In Zeiten wie der Coronapandemie, in denen Menschen ganz auf sich und ihre eigenen vier Wände zurückgeworfen sind, ist der Wunsch nach Entrümpelung und Ordnung besonders ausgeprägt.

Wenn man die Welt im Großen schon nicht überblicken und gestalten kann, dann doch wenigstens das eigene Umfeld. Wo es keine Ablenkung von außen gibt, entsteht häufig auch das Bedürfnis nach einer inneren Inventur, die zur Erkenntnis führt, dass sich im Laufe der Zeit zu viele Dinge angesammelt haben, zu denen es eigentlich keine „Beziehung“ mehr gibt. Diese Unordnung spiegelt sich auch in einem Denken, das den Überblick verloren hat. Kurt Tucholsky sagte einmal, dass die Basis einer guten Ordnung ein großer Papierkorb ist. Fokussierung, Sammlung und Aufgeräumtheit schafft wieder Luft zum Atmen und klaren Denken.

Das Wort Ordnung kam über die Architektur ins moderne Denken, wo es ursprünglich für ein Ganzes stand: Alle Teile passten zueinander, sodass keines ersetzt werden konnte, ohne die Harmonie zu zerstören. Dinge belasten uns nicht, weil sie vorhanden ist, sondern durch die Energie, die es uns kostet, ihnen Aufmerksamkeit zu schenken, sie zu ordnen und wiederzufinden. In ihrem Buch „Mein Leben in drei Kisten“ erzählt Anne Weiss, wie sie zum minimalistischen Leben kam und Antworten auf ihre Fragen fand: Was macht ein gutes Leben aus? Wofür braucht es all die angesammelten Dinge, und was macht der wachsende Konsum mit uns und unserer Welt?
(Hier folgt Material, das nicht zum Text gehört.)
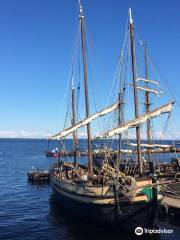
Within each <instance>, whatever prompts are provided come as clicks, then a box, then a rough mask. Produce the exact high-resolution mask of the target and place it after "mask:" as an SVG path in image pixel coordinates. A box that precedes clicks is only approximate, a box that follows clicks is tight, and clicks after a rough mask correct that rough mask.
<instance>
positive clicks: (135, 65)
mask: <svg viewBox="0 0 180 240" xmlns="http://www.w3.org/2000/svg"><path fill="white" fill-rule="evenodd" d="M129 33H130V45H131V59H132V77H133V88H134V109H135V118H138V117H139V101H138V88H137V81H136V61H135V45H134V24H133V19H132V15H131V8H130V9H129ZM136 141H137V157H138V165H139V174H140V175H142V172H143V170H142V159H141V137H140V126H137V127H136Z"/></svg>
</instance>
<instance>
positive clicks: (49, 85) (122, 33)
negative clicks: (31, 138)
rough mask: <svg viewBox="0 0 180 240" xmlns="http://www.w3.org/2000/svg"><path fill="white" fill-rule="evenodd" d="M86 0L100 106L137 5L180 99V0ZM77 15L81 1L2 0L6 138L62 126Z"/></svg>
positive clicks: (2, 100)
mask: <svg viewBox="0 0 180 240" xmlns="http://www.w3.org/2000/svg"><path fill="white" fill-rule="evenodd" d="M82 3H83V6H84V11H85V16H86V25H87V28H88V35H89V36H90V44H91V50H92V62H93V64H92V65H93V74H92V75H93V82H94V84H93V85H94V92H95V95H96V99H97V103H96V104H97V108H98V109H100V108H102V107H104V103H105V101H106V96H107V93H108V90H109V88H110V87H111V84H112V79H113V77H114V74H115V68H116V65H117V61H118V56H119V51H120V48H121V47H122V44H123V36H124V30H125V26H126V21H127V14H128V8H129V7H132V10H133V17H134V19H135V26H136V29H137V31H138V33H139V34H140V36H141V37H142V38H143V40H144V41H146V42H147V44H148V47H149V50H150V52H151V56H152V57H153V59H154V60H155V62H156V64H157V65H158V68H159V69H160V70H161V72H162V73H163V76H164V79H165V80H166V79H167V81H168V86H170V87H171V91H173V92H174V93H176V97H177V100H178V101H179V102H180V93H179V87H180V84H179V81H180V65H179V55H180V31H179V30H180V29H179V22H180V3H179V1H178V0H173V1H170V0H167V1H163V0H152V1H143V0H132V1H118V0H105V1H102V0H84V1H82ZM77 17H78V1H77V0H52V1H50V0H31V1H30V0H26V1H24V0H16V1H14V0H6V1H0V82H1V86H0V89H1V91H0V106H1V107H0V109H1V120H0V136H1V137H3V136H6V137H8V136H11V137H12V136H46V135H47V134H49V133H54V132H56V131H57V130H58V129H61V128H62V126H63V122H64V111H65V108H64V104H65V91H66V85H67V81H68V80H69V79H68V78H69V69H70V64H71V59H72V46H73V38H74V30H75V25H76V23H77ZM89 77H90V78H91V77H92V76H91V75H89ZM90 82H91V79H90ZM90 98H91V95H90ZM90 100H91V99H90ZM91 111H92V112H93V111H94V108H93V106H92V107H91ZM174 112H175V115H174V118H176V119H177V120H176V121H175V126H176V131H177V132H178V134H179V133H180V124H179V122H178V119H179V117H180V113H179V108H178V107H175V111H174ZM179 135H180V134H179Z"/></svg>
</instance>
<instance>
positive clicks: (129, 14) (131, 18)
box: [129, 8, 133, 23]
mask: <svg viewBox="0 0 180 240" xmlns="http://www.w3.org/2000/svg"><path fill="white" fill-rule="evenodd" d="M129 22H130V23H133V19H132V13H131V8H129Z"/></svg>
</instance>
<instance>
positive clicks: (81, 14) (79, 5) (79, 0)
mask: <svg viewBox="0 0 180 240" xmlns="http://www.w3.org/2000/svg"><path fill="white" fill-rule="evenodd" d="M79 12H80V15H79V17H84V15H83V7H82V4H81V0H79Z"/></svg>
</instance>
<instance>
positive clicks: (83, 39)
mask: <svg viewBox="0 0 180 240" xmlns="http://www.w3.org/2000/svg"><path fill="white" fill-rule="evenodd" d="M79 19H80V29H81V44H82V57H83V68H84V91H85V102H86V117H87V118H88V117H89V96H88V81H87V68H86V51H85V36H84V14H83V9H82V5H81V3H80V15H79ZM87 137H88V168H89V173H90V175H91V176H92V174H93V167H92V147H91V128H90V123H88V124H87Z"/></svg>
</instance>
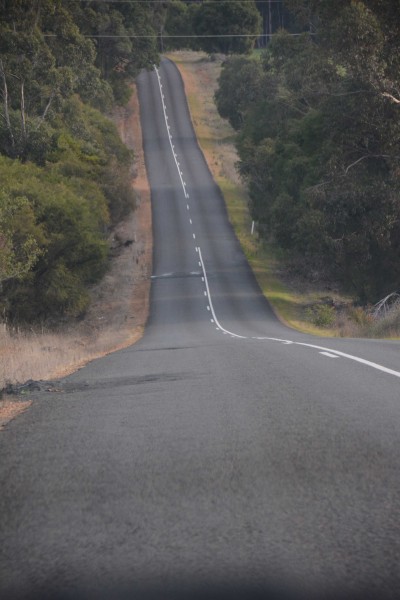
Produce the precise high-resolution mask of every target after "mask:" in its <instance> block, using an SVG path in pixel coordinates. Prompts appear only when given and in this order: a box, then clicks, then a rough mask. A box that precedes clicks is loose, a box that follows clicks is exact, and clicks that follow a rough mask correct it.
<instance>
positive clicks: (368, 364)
mask: <svg viewBox="0 0 400 600" xmlns="http://www.w3.org/2000/svg"><path fill="white" fill-rule="evenodd" d="M154 70H155V72H156V74H157V79H158V85H159V89H160V95H161V101H162V106H163V111H164V120H165V124H166V127H167V133H168V139H169V143H170V146H171V150H172V154H173V155H174V146H173V144H172V136H171V133H170V131H169V130H170V127H169V125H168V122H167V121H168V117H167V112H166V107H165V104H164V101H163V98H162V95H163V94H162V83H161V76H160V73H159V70H158V69H157V67H156V65H154ZM174 160H175V163H177V160H176V158H175V156H174ZM177 170H178V173H179V177H180V180H181V184H182V188H183V193H184V195H185V198H189V195H188V193H187V192H186V183H185V182H184V180H183V177H182V174H181V173H180V170H179V166H178V165H177ZM187 208H188V210H189V205H187ZM193 236H194V234H193ZM194 237H195V236H194ZM198 251H199V257H200V262H199V267H202V269H203V274H204V282H205V284H206V288H207V296H208V300H209V304H210V308H211V313H212V315H213V317H214V321H215V323H216V324H217V325H218V327H216V329H217V330H219V329H220V330H221V331H223V332H224V333H229V334H230V335H231V336H232V337H236V338H240V339H243V340H245V339H249V338H248V337H246V336H243V335H237V334H236V333H233V332H232V331H228V330H227V329H224V328H223V327H222V326H221V325H220V323H219V321H218V319H217V317H216V314H215V311H214V306H213V303H212V299H211V294H210V288H209V285H208V278H207V273H206V270H205V266H204V262H203V257H202V254H201V250H200V247H199V249H198ZM258 339H259V340H268V341H274V342H281V343H283V344H294V345H296V346H304V347H306V348H313V349H315V350H319V351H322V352H328V353H332V354H334V356H342V357H343V358H348V359H349V360H354V361H355V362H359V363H361V364H363V365H366V366H368V367H371V368H373V369H376V370H377V371H381V372H382V373H387V374H388V375H393V376H394V377H398V378H400V371H395V370H394V369H389V368H387V367H384V366H383V365H379V364H378V363H374V362H372V361H370V360H366V359H364V358H360V357H358V356H353V355H352V354H347V353H345V352H340V351H339V350H332V348H325V347H324V346H317V345H315V344H306V343H304V342H292V341H291V340H281V339H278V338H270V337H260V338H258Z"/></svg>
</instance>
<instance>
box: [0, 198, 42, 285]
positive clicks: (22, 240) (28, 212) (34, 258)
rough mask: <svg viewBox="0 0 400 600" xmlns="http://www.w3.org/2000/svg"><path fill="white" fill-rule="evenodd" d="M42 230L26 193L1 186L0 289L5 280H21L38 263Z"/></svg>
mask: <svg viewBox="0 0 400 600" xmlns="http://www.w3.org/2000/svg"><path fill="white" fill-rule="evenodd" d="M41 244H43V233H42V231H41V228H40V226H37V224H36V220H35V215H34V212H33V210H32V207H31V205H30V203H29V201H28V199H27V198H26V197H25V196H15V197H11V195H10V194H9V193H7V192H6V191H5V190H2V189H1V190H0V291H1V289H2V286H3V284H4V283H5V282H7V281H10V280H13V279H18V280H21V279H23V277H24V276H25V275H27V274H28V273H29V271H30V270H31V269H32V267H33V266H34V265H35V264H36V263H37V261H38V259H39V257H40V255H41V253H42V250H41V248H40V246H41Z"/></svg>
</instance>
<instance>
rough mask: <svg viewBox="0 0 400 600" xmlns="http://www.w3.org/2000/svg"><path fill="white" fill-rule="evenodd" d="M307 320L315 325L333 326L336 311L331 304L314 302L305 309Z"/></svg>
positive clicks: (319, 325) (325, 326)
mask: <svg viewBox="0 0 400 600" xmlns="http://www.w3.org/2000/svg"><path fill="white" fill-rule="evenodd" d="M306 316H307V318H308V320H309V321H310V322H311V323H312V324H313V325H316V326H317V327H333V325H334V324H335V321H336V313H335V309H334V307H333V306H329V305H328V304H316V305H315V306H313V307H311V308H308V309H307V310H306Z"/></svg>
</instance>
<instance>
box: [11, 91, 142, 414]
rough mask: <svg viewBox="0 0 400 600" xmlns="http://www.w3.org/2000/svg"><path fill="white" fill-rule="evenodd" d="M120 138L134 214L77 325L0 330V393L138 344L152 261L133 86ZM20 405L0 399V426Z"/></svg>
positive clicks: (120, 227) (116, 231) (113, 115)
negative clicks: (133, 210)
mask: <svg viewBox="0 0 400 600" xmlns="http://www.w3.org/2000/svg"><path fill="white" fill-rule="evenodd" d="M112 117H113V120H114V122H115V123H116V125H117V127H118V130H119V133H120V135H121V138H122V140H123V141H124V143H125V144H126V145H127V146H128V148H129V149H131V150H133V152H134V156H135V160H134V164H133V165H132V185H133V187H134V189H135V191H136V195H137V201H136V204H137V205H136V210H135V211H134V212H133V213H131V214H130V215H129V216H128V217H127V218H126V219H125V220H124V221H123V222H121V223H120V224H119V225H118V226H117V227H116V228H115V230H114V231H113V232H112V234H111V239H110V244H111V247H112V253H111V254H112V255H111V258H110V269H109V271H108V272H107V274H106V275H105V277H104V278H103V280H102V281H101V282H100V283H99V284H97V285H96V286H94V287H93V288H92V290H91V297H92V303H91V306H90V308H89V310H88V311H87V314H86V315H85V317H84V318H83V319H82V320H81V321H77V322H75V323H69V324H68V325H65V326H64V327H62V328H60V330H59V331H58V332H45V331H42V332H22V331H20V330H12V331H9V330H8V329H7V328H6V327H5V326H3V328H2V329H1V330H0V390H1V389H3V388H4V387H5V386H6V385H7V384H8V383H9V384H18V383H22V382H25V381H27V380H30V379H32V380H49V379H56V378H59V377H62V376H65V375H67V374H69V373H72V372H73V371H75V370H76V369H79V368H81V367H82V366H84V365H85V364H87V363H88V362H89V361H91V360H94V359H96V358H99V357H101V356H105V355H106V354H109V353H110V352H113V351H115V350H118V349H122V348H125V347H127V346H129V345H131V344H133V343H135V342H136V341H138V340H139V339H140V338H141V337H142V335H143V331H144V326H145V324H146V320H147V316H148V308H149V290H150V275H151V269H152V266H151V263H152V229H151V205H150V190H149V186H148V182H147V174H146V168H145V164H144V156H143V149H142V133H141V126H140V114H139V103H138V99H137V93H136V87H135V86H134V87H133V94H132V97H131V99H130V101H129V104H128V105H127V107H125V108H119V109H116V110H115V112H114V114H113V116H112ZM25 408H26V405H24V406H23V405H22V404H21V402H10V397H9V398H8V399H5V400H3V401H0V424H1V425H4V424H5V422H6V421H8V420H9V419H10V418H12V417H13V416H15V414H18V413H19V412H20V411H21V410H22V409H25Z"/></svg>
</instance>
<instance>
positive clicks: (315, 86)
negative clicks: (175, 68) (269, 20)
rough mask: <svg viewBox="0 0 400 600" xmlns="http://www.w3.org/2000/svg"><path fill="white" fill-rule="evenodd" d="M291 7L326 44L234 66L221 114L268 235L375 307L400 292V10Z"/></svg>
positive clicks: (230, 60)
mask: <svg viewBox="0 0 400 600" xmlns="http://www.w3.org/2000/svg"><path fill="white" fill-rule="evenodd" d="M285 4H286V5H287V6H289V7H290V8H291V9H292V13H293V15H294V16H295V17H296V18H297V20H298V27H299V29H301V28H302V27H303V26H304V27H305V26H307V28H311V32H312V33H314V34H315V35H309V33H305V34H304V35H301V36H298V37H296V36H291V35H289V34H288V33H286V32H285V31H283V30H282V31H281V32H280V33H279V35H277V36H276V37H274V38H273V40H272V42H271V43H270V44H269V46H268V48H267V49H266V51H265V52H264V53H263V55H262V56H261V57H260V58H256V59H254V58H251V59H250V58H245V57H233V58H231V59H229V60H228V61H227V62H226V64H225V67H224V69H223V71H222V74H221V77H220V82H219V90H218V91H217V93H216V102H217V106H218V109H219V112H220V114H221V115H222V116H223V117H225V118H228V119H229V121H230V122H231V124H232V126H233V127H234V128H235V129H236V130H237V131H238V135H237V147H238V151H239V155H240V162H239V170H240V173H241V175H242V177H243V178H244V180H245V181H246V182H247V184H248V188H249V192H250V198H251V212H252V215H253V218H254V219H255V220H256V221H257V222H258V223H259V229H260V232H261V234H262V235H264V236H265V237H268V238H269V239H272V240H274V241H275V243H276V244H278V245H279V246H280V247H281V248H284V249H285V250H286V251H287V253H288V256H296V257H299V256H301V257H302V258H303V264H304V267H305V271H307V270H308V269H311V268H313V270H315V268H317V269H320V270H323V271H324V272H329V273H330V274H331V275H334V276H335V277H339V278H340V279H341V280H342V281H343V283H344V284H345V285H346V286H347V287H349V288H352V289H353V290H354V291H355V292H356V293H357V294H358V296H359V297H360V299H362V300H363V301H375V300H377V299H378V298H379V297H381V296H383V295H385V294H386V293H388V292H390V291H393V290H395V289H398V288H399V285H400V179H399V173H400V151H399V147H400V146H399V141H400V92H399V90H400V52H399V50H400V48H399V46H400V8H399V7H400V5H399V4H398V3H393V2H391V1H390V0H381V1H380V2H375V1H372V0H364V2H361V1H358V2H353V1H351V0H341V1H340V2H335V3H332V2H330V1H329V0H324V1H319V2H316V1H315V2H314V1H313V0H308V1H301V2H298V1H297V0H292V1H291V2H289V1H288V2H286V3H285Z"/></svg>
„Nicht lange überlegen – lieber machen!“, so lautet die Devise von Marie Kondo, die als selbstständige Beraterin für Aufräumen und Ordnung arbeitet. Nach dem Studium begann sie, ihre „Konmari-Methode“ zu entwickeln, aus der mehrere Weltbestseller hervorgingen. In Japan ist sie inzwischen ein Fernsehstar. In den USA, wo sie mit ihrem Ehemann und ihren Töchtern Miko und Satsuki lebt, stehen ihre Bücher monatelang an der Spitze der „New York Times“-Bestsellerliste. Mittlerweile hat sie eine eigene Netflix-Serie, in der sie Hausbesuche macht und mit den Bewohner:innen die Wohnung (und das Leben) neu sortiert. Im Englischen wurde ihr Nachname zum Verb: „to kondo“ (Synoym für „radikal aufräumen“). Das Entrümpeln wird von ihr in die Kategorien Kleidung, Taschen und Schuhe; Bücher; Unterlagen und Dokumente; restliche Dinge (z. B. Haushaltsgeräte und Erinnerungsstücke) eingeteilt. Diese werden dann abgearbeitet:

1. Das Herausräumen

2. Die Glücksfrage

3. Das richtige Verstauen

Sie faltet Kleidung beispielsweise so, dass die Teile in der Schublade stehen. Damit ist sofort sichtbar, welche Farben und Modelle vorhanden sind. Auch für Küche oder Bad werden Boxen und weitere Ordnungshelfer empfohlen.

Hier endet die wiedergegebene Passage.